Origin, 2008

4', Betacam numérique PAL, couleur, son


The video opens on a black screen: the spectator only hears the sound of footsteps approaching with a powerful and uniform military gait. But when the screen lights up, the camera, placed very low to the ground, reveals the feet of a group of marching men in close-up. But instead of the military boots that the soundtrack implied at the start of the video, they wear sneakers in all sorts of colours. The camera rises to reveal more of this strange group: far from military severity, these man, all of African descent, are dressed in mismatched and colourful t-shirts, shorts and tracksuits. They repeat, in a barely comprehensible Turkish: “Ne mutlu Türküm diyene!” (Happy is he who calls himself a Turk!) Origin highlights the conditioning of the individual by the normalising instances of society, and questions the Kemalism and exacerbated militarism that have ruled in Turkey since the founding of the republic.

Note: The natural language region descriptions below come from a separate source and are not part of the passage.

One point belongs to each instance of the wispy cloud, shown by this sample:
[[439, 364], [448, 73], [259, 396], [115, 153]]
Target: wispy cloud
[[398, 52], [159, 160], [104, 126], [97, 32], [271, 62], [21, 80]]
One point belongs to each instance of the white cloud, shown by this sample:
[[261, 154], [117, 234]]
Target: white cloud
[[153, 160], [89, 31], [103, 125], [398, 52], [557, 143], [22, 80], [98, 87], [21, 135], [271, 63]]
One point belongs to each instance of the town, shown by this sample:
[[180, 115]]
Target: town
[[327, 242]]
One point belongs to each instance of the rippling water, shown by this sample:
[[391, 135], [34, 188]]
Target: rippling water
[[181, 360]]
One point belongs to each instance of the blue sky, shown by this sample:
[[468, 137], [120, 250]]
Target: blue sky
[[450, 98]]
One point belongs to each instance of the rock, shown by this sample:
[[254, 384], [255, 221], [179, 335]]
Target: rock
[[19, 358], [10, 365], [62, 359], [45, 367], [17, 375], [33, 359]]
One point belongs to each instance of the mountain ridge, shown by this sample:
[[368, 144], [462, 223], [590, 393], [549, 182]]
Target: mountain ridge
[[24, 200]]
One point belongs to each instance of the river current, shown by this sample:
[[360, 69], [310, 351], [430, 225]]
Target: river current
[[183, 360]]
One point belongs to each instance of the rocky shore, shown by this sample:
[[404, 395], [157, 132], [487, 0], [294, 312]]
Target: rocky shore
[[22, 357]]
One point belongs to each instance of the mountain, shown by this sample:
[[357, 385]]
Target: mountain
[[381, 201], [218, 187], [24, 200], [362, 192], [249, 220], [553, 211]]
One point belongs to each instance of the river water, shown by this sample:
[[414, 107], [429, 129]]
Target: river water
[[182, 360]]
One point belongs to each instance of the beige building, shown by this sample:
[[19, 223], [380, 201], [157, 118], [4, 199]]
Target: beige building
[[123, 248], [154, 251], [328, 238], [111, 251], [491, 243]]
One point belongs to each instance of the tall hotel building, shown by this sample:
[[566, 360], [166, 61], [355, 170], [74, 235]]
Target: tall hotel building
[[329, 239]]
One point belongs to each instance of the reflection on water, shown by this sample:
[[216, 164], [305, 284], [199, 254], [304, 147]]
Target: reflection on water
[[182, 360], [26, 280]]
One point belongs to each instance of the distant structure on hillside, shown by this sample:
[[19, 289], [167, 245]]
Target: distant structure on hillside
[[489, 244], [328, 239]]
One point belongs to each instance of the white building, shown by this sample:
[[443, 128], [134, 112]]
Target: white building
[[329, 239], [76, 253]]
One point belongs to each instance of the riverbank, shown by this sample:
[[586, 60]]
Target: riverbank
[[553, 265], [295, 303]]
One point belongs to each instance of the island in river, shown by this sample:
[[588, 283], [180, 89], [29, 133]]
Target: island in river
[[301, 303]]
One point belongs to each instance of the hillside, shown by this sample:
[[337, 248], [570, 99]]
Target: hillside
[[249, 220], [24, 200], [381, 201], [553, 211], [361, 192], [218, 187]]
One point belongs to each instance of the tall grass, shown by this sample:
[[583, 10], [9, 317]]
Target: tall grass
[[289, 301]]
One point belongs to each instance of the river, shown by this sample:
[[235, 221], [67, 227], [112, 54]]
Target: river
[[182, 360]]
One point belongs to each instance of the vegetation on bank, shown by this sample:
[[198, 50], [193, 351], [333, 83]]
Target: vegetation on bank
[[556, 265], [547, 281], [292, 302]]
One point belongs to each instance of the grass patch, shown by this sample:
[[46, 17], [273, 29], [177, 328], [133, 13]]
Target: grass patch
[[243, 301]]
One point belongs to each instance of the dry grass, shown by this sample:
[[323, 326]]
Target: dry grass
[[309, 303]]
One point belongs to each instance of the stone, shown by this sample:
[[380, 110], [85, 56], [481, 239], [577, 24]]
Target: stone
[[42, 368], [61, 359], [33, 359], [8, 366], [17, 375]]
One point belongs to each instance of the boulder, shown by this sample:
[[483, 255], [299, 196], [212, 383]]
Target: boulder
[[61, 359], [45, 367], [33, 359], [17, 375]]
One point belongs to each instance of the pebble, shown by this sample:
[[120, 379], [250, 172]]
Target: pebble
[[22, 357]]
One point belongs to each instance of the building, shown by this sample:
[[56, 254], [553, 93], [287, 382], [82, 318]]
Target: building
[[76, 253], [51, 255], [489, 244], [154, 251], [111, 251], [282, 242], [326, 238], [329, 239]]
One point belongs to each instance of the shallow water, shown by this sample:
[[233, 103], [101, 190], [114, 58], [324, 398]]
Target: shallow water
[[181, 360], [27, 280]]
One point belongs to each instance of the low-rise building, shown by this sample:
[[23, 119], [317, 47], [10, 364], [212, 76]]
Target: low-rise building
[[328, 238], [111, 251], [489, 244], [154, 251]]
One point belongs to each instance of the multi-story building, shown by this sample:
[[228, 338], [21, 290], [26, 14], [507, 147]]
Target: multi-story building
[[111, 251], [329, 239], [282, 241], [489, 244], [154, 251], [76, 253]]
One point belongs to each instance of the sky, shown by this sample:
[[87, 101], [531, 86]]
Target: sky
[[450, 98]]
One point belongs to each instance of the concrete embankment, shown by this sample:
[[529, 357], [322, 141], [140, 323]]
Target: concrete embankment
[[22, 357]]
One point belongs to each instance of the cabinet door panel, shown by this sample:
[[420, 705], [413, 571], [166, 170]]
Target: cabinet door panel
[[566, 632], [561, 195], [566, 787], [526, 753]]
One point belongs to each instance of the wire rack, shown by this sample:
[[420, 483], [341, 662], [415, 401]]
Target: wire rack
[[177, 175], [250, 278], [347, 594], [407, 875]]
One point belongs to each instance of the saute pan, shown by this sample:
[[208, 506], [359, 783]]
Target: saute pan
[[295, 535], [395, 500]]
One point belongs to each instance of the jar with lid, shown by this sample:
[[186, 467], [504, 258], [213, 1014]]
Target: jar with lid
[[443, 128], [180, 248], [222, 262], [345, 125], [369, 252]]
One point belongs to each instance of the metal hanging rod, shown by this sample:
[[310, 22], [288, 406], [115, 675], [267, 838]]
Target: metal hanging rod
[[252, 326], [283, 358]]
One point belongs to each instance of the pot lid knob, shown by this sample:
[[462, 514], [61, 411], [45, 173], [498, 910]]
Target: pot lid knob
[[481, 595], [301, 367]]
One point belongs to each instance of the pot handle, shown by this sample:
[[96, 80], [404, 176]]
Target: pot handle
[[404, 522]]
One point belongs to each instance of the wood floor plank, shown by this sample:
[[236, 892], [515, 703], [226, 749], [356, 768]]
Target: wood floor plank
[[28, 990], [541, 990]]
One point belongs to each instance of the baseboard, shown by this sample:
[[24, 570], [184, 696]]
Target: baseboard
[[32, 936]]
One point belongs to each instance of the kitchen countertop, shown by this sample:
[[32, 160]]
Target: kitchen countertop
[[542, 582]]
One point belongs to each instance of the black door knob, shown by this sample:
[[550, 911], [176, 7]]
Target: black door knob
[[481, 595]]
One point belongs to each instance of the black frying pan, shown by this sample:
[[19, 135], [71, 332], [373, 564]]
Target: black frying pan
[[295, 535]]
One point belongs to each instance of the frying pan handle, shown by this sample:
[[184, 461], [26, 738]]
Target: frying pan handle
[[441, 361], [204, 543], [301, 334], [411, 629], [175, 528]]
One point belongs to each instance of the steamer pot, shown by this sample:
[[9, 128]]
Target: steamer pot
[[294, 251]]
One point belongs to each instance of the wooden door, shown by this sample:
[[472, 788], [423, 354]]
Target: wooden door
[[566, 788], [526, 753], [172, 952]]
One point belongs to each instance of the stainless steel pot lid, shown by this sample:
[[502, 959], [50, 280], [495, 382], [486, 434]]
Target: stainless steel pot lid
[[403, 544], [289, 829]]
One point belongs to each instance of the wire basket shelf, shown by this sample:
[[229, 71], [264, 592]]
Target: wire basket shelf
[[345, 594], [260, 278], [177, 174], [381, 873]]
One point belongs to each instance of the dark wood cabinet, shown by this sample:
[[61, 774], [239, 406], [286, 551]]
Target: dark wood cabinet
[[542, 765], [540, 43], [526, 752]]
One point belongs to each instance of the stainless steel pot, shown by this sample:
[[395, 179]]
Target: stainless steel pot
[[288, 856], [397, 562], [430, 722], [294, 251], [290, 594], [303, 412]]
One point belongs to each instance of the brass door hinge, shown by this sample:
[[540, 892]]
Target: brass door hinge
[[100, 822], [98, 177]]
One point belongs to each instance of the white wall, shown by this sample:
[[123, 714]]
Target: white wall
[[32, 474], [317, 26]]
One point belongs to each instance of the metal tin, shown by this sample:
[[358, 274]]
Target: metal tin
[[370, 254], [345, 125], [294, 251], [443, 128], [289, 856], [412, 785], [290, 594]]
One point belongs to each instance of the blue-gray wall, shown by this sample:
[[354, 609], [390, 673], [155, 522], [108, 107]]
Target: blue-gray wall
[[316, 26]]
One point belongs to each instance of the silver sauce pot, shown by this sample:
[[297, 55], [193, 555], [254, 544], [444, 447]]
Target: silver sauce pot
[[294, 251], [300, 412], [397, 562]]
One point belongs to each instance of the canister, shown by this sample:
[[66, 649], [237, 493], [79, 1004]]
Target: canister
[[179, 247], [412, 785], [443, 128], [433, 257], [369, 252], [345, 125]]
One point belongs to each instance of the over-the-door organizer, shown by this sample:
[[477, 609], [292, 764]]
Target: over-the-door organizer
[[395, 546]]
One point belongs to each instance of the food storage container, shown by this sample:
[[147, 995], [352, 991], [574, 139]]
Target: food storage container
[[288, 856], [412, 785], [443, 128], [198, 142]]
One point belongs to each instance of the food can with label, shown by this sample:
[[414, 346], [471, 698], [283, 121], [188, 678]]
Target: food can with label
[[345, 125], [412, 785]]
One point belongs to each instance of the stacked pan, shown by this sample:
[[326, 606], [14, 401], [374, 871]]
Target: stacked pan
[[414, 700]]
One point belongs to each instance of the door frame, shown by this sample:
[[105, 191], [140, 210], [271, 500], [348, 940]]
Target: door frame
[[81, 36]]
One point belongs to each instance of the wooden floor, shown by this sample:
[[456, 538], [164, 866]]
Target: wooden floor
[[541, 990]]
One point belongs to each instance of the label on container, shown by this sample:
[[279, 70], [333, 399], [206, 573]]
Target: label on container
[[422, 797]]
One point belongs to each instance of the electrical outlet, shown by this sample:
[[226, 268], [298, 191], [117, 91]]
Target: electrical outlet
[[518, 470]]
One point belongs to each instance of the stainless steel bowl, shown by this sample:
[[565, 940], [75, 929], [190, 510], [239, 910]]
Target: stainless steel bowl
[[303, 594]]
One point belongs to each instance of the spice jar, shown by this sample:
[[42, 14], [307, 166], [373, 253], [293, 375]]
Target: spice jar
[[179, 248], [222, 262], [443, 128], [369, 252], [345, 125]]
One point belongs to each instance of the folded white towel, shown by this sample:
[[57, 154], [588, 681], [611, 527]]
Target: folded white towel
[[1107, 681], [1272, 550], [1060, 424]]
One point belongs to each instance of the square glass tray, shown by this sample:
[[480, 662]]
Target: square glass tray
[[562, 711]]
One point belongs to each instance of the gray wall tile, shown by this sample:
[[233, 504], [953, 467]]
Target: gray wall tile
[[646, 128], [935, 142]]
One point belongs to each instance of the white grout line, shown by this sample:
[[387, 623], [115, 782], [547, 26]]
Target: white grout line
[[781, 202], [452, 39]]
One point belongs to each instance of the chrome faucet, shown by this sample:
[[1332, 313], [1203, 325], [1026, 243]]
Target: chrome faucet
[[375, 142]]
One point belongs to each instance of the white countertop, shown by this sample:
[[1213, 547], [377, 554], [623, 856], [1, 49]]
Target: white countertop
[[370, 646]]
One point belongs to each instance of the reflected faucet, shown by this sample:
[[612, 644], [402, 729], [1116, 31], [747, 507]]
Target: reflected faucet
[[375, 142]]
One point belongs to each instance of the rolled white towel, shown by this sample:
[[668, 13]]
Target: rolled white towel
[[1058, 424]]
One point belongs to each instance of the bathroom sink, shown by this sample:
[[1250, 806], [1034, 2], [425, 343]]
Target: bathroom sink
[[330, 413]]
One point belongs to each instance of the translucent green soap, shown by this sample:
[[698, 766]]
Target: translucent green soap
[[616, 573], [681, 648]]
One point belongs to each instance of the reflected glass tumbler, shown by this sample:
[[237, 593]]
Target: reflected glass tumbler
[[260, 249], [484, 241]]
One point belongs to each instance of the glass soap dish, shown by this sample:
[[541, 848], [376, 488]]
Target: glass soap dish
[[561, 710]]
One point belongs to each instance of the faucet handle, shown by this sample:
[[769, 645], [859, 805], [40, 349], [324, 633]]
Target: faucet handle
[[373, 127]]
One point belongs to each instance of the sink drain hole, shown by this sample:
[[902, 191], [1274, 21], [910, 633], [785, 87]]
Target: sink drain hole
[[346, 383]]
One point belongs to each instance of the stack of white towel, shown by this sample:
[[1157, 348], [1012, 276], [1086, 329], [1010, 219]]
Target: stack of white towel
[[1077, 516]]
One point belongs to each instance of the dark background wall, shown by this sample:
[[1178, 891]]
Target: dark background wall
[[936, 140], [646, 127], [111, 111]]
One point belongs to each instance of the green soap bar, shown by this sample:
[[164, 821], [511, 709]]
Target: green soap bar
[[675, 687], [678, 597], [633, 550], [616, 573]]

It must be recalled that between 1960 and 1980, the army organised three coup d’états in order to maintain the country under Kemalist and nationalist control. Özgen produced Origin in Mataró, Spain, where he attended an artists’ residency. During his stay, the artist noticed some clandestine immigrants who were roaming on the outskirts of the city and decided to ask them to participate in his project. They learnt the sentence to be repeated by heart, without grasping its meaning. The artist thus refers to the absurd situation in which the Kurdish people found themselves in Turkey, when their language was prohibited. The only words on the video that glorify Turkish national identity is a famous phrase by Atatürk, collectively repeated every morning by school children, following their oaths, whether they are Turkish, Kurdish or belong to another minority. But when it is chanted by this little African army, the sentence becomes isolated from its context, almost incoherent or even absurd, like the ideology that it represents.